For now, “short-term objectives have more weight than long-term ones” when it comes to voting, Brito said. Those include issues such as jobs and healthcare.
Losses of Brazil’s Amazon rainforest, a bulwark against climate change, have surged since the 2018 election of Brazil’s right-wing President Jair Bolsonaro, has called for development of the region.
But concerns about forest destruction are rising in Brazil, according to the telephone survey of 2,600 people, carried out across a range of regions and age groups last September and October and released this week.
More than 90% of those questioned said worsening fires in the Amazon were hurting Brazil’s quality of life and were a threat to the planet.
More than eight in 10 Brazilians said the fires had hurt the nation’s international image, and 78% thought they could hurt trade between the South American giant and other countries.
The perception survey, conducted by the Brazilian Institute of Public Opinion and Statistics (IBOPE), used questions comparable to those asked by the Yale University program in similar climate change surveys in the United States.
Perhaps surprisingly, the survey found limited differences in worries about global warming among people with different political views.
Of respondents who described themselves as left-leaning, 87% agreed Brazil should protect the environment even at the cost of slower economic growth and creation of fewer jobs.
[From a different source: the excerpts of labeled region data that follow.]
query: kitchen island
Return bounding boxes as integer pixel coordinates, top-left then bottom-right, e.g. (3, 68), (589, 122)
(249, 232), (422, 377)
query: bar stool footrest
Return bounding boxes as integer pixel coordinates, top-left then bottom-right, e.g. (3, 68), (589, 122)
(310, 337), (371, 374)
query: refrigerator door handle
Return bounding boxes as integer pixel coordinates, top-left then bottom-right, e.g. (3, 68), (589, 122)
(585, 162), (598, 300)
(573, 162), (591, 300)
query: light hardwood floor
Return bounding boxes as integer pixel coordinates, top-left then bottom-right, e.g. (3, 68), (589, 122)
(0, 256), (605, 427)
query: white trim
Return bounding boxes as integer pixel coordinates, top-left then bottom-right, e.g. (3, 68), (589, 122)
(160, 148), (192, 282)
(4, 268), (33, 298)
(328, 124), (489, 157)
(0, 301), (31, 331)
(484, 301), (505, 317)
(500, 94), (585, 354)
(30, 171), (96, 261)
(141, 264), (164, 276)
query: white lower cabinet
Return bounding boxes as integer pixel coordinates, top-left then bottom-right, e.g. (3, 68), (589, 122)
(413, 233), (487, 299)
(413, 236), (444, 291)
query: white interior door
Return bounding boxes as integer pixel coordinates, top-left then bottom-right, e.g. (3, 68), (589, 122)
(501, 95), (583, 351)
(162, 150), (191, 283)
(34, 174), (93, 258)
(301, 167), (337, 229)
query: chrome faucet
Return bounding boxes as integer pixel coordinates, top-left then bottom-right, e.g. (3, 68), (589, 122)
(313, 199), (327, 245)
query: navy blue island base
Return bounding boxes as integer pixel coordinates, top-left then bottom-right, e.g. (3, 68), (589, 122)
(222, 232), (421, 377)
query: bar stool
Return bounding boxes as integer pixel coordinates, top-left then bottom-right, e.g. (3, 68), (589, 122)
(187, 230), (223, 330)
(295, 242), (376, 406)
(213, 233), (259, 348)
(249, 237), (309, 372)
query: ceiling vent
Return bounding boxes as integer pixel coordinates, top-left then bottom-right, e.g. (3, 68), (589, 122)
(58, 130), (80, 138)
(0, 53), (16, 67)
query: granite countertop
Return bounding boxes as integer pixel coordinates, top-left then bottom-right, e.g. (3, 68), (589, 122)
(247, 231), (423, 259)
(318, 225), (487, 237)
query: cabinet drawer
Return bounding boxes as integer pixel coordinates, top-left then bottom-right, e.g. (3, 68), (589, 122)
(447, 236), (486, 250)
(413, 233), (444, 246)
But 84% of self-described centrists – and 68% of those on the right of the political spectrum – also agreed with that statement.
Level of education had a greater effect on views, with 82% of those with at least a high school education saying they were at least somewhat concerned about climate change, compared to 54% with only a primary school education.
Paulo Moutinho, a senior researcher at the Amazon Environmental Research Institute (IPAM), said that while Brazilians across the political spectrum expressed worries about deforestation in the survey, the reality was more complex.
“More than 80% of Brazilians favor the end of deforestation – but this answer changes a lot if you ask people how to get there,” he said, noting worries efforts to end deforestation could affect agriculture.
Suely Araújo, a senior specialist in public policy at the Brazilian Climate Observatory, said she did not anticipate the survey results having much influence on Brazil’s political leadership.
In fact, with recently strengthened congressional support, she said, she expected Bolsonaro’s government to push ahead with efforts to open protected indigenous land in the Amazon to gold mining.
Paulo Artaxo, an environmental physicist at the University of São Paulo and contributor to the Intergovernmental Panel on Climate Change, told the Thomson Reuters Foundation he similarly saw little sign the survey would shift Brazil’s politics.
“Whereas most of the Brazilian population favors measures to mitigate climate change and sees it as a threat to our society, we have a congress and a presidency that acts in opposition to that,” he said.
“We do not have a government that represents the Brazilian population,” he said.